Trump in Pennsylvania on Tuesday.
Trump in Pennsylvania on Tuesday.
Jeff Swensen/Getty Images

The world does not trust Donald Trump.

That’s not an overstatement. Huge majorities in more than a dozen countries around the globe say they have "no confidence" in Trump to do the right thing in world affairs, according to a new study released on Wednesday by the Pew Research Center.

The list doesn’t even include Mexico.

trump-support Zachary Crockett / Vox
How much confidence do you have in X to do the right thing regarding world affairs? Zachary Crockett / Vox

It’s not surprising that Trump, who has assumed a bellicose "America first" stance on both global military affairs and trade, would be viewed skeptically by America’s allies in Europe and Asia.

But these numbers are still striking. It’s not just that 85 percent of Europeans don’t trust Trump to do the right thing in world affairs; across the 16 countries surveyed, those saying they have "a lot of confidence" in Trump rises to 5 percent in only one country: Italy. There, Trump enjoys disproportionate popularity among supporters of Silvio Berlusconi, the former Italian prime minister convicted of tax fraud in 2013, according to Pew.

Trump is even less popular than Russian President Vladimir Putin in every country but Poland (the two are also tied in Spain).

Trump’s biggest base abroad comes from those who also belong to the right-wing nationalist parties in England, Poland, and Hungary, Pew found. (Thirty percent of members in the Euroskeptic UK Independence Party support Trump, compared with 12 percent in the UK as a whole.) But even among those groups, Pew says, Trump still commands "very low levels" of support.

Obama and Clinton do much better in Pew’s poll

Global opinion about Trump appears to be about him specifically, and not a reflection of a more general distrust of American leadership abroad.

We know that because President Barack Obama’s numbers look much like Trump’s in reverse:

obama-poll Zachary Crockett / Vox

With the exception of Greece, the majority of people in all 16 countries surveyed say they have confidence in Obama’s leadership in world affairs, and often by big margins. (Obama is still fairly well trusted in world affairs in the US, too: Close to 60 percent of Americans say they have faith in him to do the right thing, according to Pew.)

That appears to have changed not just foreigners’ views on the president but their opinions about America more generally. Since George W. Bush’s administration, Obama has led a recovery in the world esteem of the United States.

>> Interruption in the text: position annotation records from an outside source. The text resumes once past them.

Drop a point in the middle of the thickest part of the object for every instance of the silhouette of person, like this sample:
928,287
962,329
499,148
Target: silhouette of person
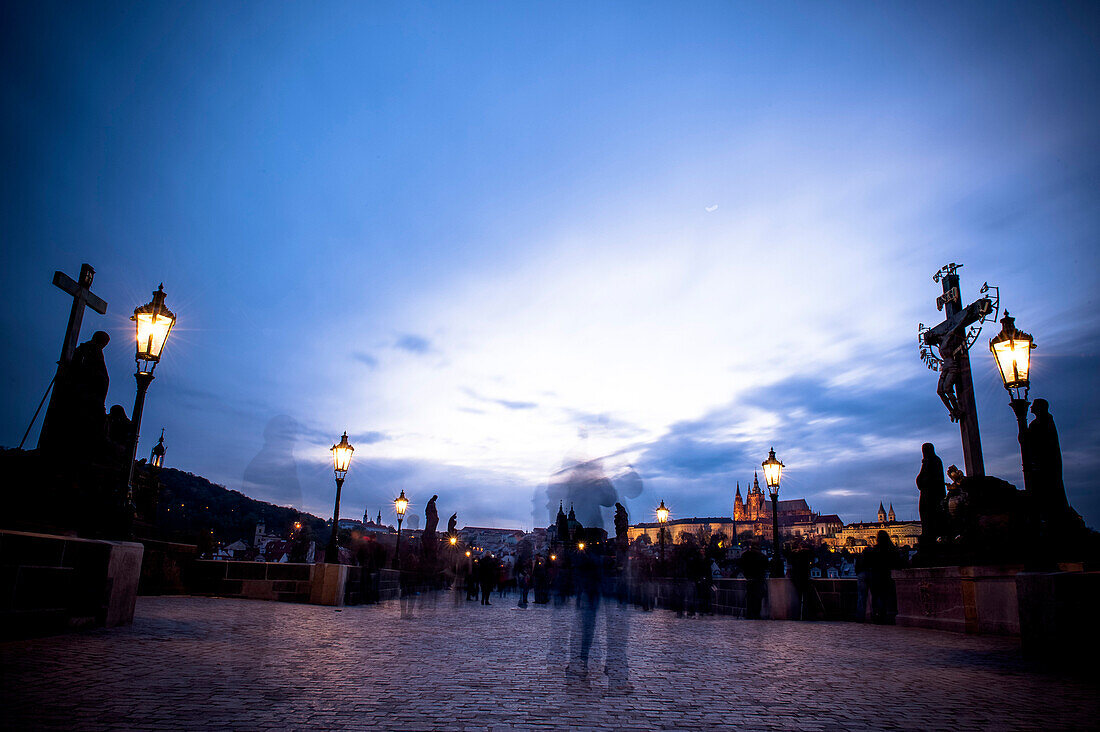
754,566
930,482
1045,458
76,416
882,559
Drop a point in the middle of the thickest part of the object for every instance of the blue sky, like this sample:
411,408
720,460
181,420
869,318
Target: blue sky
469,232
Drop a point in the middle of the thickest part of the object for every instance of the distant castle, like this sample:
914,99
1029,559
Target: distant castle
858,536
752,520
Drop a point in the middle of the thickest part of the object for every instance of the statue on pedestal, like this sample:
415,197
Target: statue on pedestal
1046,461
76,415
428,537
930,482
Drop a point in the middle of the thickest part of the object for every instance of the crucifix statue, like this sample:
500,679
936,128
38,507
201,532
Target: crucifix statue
58,414
953,339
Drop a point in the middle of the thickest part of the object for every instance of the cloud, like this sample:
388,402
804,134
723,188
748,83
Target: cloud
414,343
365,359
508,404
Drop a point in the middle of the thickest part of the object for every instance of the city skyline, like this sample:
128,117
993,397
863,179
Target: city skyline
466,237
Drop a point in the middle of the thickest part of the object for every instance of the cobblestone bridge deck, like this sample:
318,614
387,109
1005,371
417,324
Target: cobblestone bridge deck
199,663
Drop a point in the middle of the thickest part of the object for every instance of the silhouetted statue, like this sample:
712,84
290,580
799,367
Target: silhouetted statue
950,371
431,517
76,418
930,482
428,537
1045,458
882,559
562,525
119,436
622,523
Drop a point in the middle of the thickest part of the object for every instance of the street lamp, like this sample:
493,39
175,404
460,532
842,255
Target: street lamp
662,517
772,471
400,503
153,323
156,457
1011,349
341,458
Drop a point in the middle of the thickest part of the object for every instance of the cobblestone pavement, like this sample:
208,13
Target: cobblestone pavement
204,663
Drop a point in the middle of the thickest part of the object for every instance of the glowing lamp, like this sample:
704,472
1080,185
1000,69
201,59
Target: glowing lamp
156,458
341,457
772,471
1011,349
153,323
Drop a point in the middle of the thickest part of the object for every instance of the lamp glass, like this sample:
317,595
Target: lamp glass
153,323
1013,360
772,471
341,456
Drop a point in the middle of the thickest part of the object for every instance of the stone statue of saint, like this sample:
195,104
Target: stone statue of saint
428,537
75,419
1045,459
620,521
953,343
930,482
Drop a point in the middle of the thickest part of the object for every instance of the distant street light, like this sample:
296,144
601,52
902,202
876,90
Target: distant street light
153,321
400,503
662,517
1011,349
341,459
772,471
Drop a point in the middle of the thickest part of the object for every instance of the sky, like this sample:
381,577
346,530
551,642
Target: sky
488,240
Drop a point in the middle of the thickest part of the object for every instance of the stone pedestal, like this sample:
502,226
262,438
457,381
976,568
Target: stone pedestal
58,583
963,599
1057,616
328,585
782,599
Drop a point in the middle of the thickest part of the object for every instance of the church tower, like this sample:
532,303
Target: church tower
756,507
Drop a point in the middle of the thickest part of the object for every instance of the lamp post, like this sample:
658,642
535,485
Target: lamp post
1011,349
153,321
156,457
400,503
772,471
341,458
662,517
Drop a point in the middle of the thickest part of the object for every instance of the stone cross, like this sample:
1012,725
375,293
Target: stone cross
956,385
81,295
80,291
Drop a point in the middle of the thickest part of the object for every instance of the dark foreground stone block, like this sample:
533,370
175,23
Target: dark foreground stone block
1057,616
58,583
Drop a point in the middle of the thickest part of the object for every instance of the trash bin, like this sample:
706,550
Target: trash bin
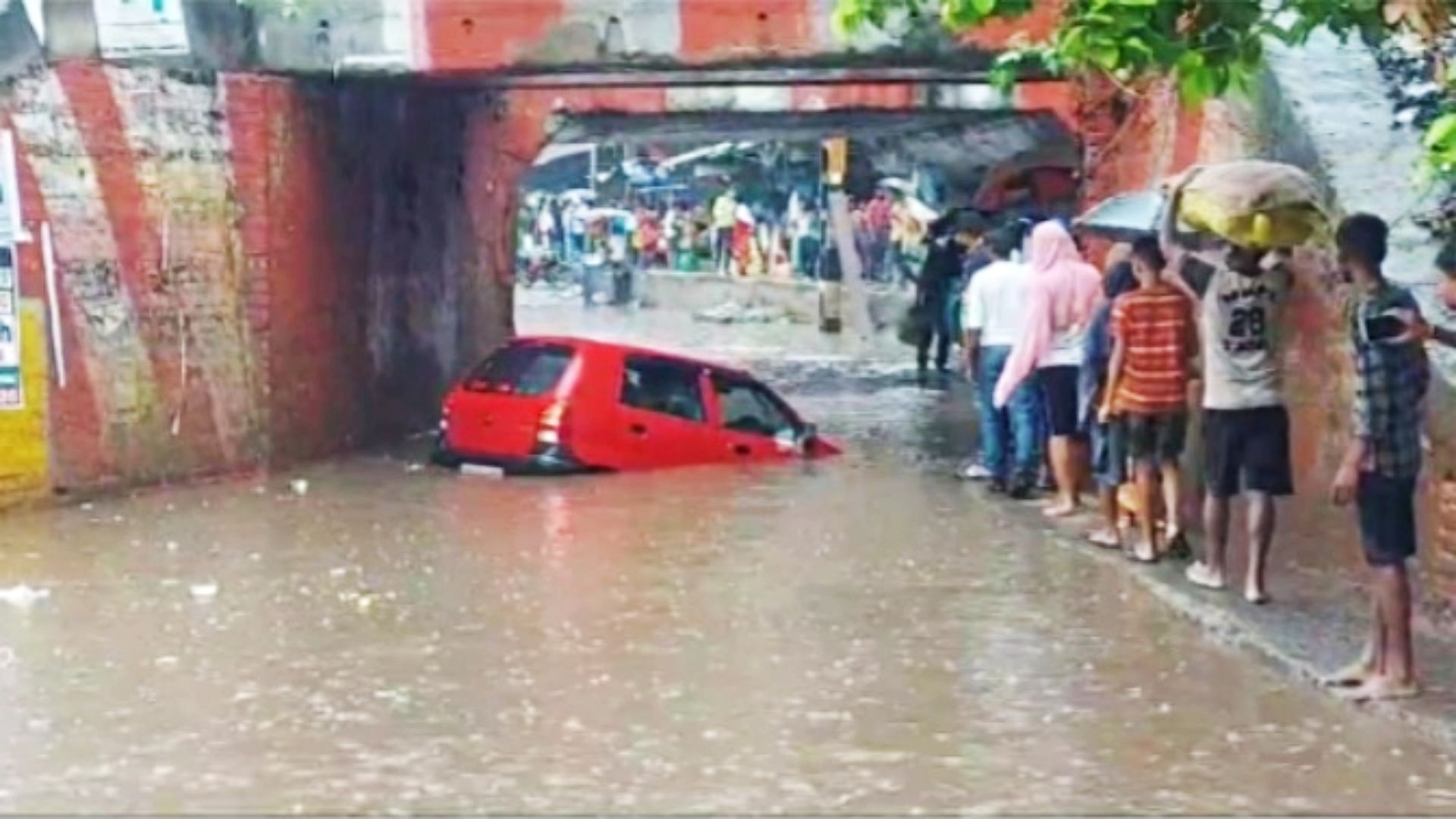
830,290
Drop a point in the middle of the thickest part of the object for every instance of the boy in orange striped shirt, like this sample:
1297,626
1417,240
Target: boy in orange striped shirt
1153,344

Hillary Clinton has similar, though slightly worse, numbers around the globe than Obama.

Pew notes that Clinton is widely popular in Europe, particularly in the Scandinavian and northern European countries. (That’s with the exception of Hungary and Poland, which have no opinion of Clinton, and Greece, which expresses highly negative views about all of the American leaders.) And while Obama does better in Asia, particularly among the Chinese, Clinton is still much more popular in that part of the world than Trump.

clinton-poll Zachary Crockett / Vox

Why do Swedes dislike Trump so much more than the Chinese?

Why is Trump least popular in Sweden among all European countries?

The fact may come as something of a surprise for Trump, given how often he likes to point out that the Swedes were not responsible for the 9/11 attacks. Perhaps it has to do with him falsely claiming to have Swedish ancestry when his grandfather actually came from Germany — an episode that helped set off a firestorm on Reddit.

Why Trump does slightly better in China and India is something more of a mystery. It seems likely to be at least partially a function of access — people in Europe and Japan may get a steadier diet of American political news than in those still-developing countries. Whatever the case, Trump is still widely mistrusted in China and India among those who have an opinion of him.

Of course, he may welcome the world’s derision as a badge of honor. Whether Americans think it’s okay for their president to be widely disliked around the world, however, is a question we’ll have to wait until November to answer.